1. A duplication removing method for mass data acquired by a wifi probe is characterized in that two keys are stored in Redis:

k ey1 is used for storing the current latest acquisition time and the online time;

key2 is the time of storing the latest piece of data plus the data's online time;

the duplication eliminating method for the mass data acquired by the wifi probe comprises the following steps:

judging whether each piece of data is an online record;

step two, taking key2 from Redis, recording online and writing the online record into a track table of an elastic search;

step three, after the cross-day data written in the step two is taken out from the cross-day Kafka topic, the data is written into a cross-day elastic search index, corresponding Redis data is deleted, and meanwhile, the record initially in the track index is deleted;

acquiring a key1 value according to data to Redis, judging whether the key1 value is acquired or not, and acquiring an execution point 1 if the key1 value is not acquired; if yes, acquiring an execution point 2;

if key1 is not acquired in the method for acquiring the execution point 1, the value is a new online value, and the method specifically comprises the following steps:

step 1: inserting the data into a track table of the Elasticissearch;

step 2: inserting a key1 value, wherein the acquisition time and the online time are the acquisition time of the current data;

the method for acquiring the execution point 2 comprises the following steps:

acquiring key1, subtracting the current acquisition time from the acquired acquisition time of key1, and judging the time difference;

if the time difference exceeds 30 minutes, the latest online data is obtained, and the step of point 1 is executed;

if the time difference does not exceed 30 minutes, the following steps are executed:

step I: updating the key1 value, wherein the acquisition time is the current acquisition time, and the online time is unchanged;

step II: inserting a key2 value which is the data plus the online time of key 1;

the second step specifically comprises:

taking all current online records of Redis once every 30 minutes, judging whether the record is cross-day data according to the acquisition time and the online time in the record, respectively sending the record to a cross-day Kafka topic and a non-cross-day Kafka topic, then obtaining a non-cross-day K afka topic, writing the non-cross-day K afka topic into an Elasticsearch track table and a cross-day table, and deleting corresponding Redis data after the execution is successful.
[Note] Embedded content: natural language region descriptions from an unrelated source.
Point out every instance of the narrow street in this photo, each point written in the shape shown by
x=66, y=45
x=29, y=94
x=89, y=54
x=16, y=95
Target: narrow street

2. A deduplication control system for mass data acquired by a wifi probe implementing the deduplication method for mass data acquired by a wifi probe of claim 1.

3. An information data processing terminal for implementing the duplication elimination method for mass data acquired by the wifi probe as claimed in claim 1.

4. A computer-readable storage medium comprising instructions that, when executed on a computer, cause the computer to perform the deduplication method of claim 1 for mass data acquired by a wifi probe.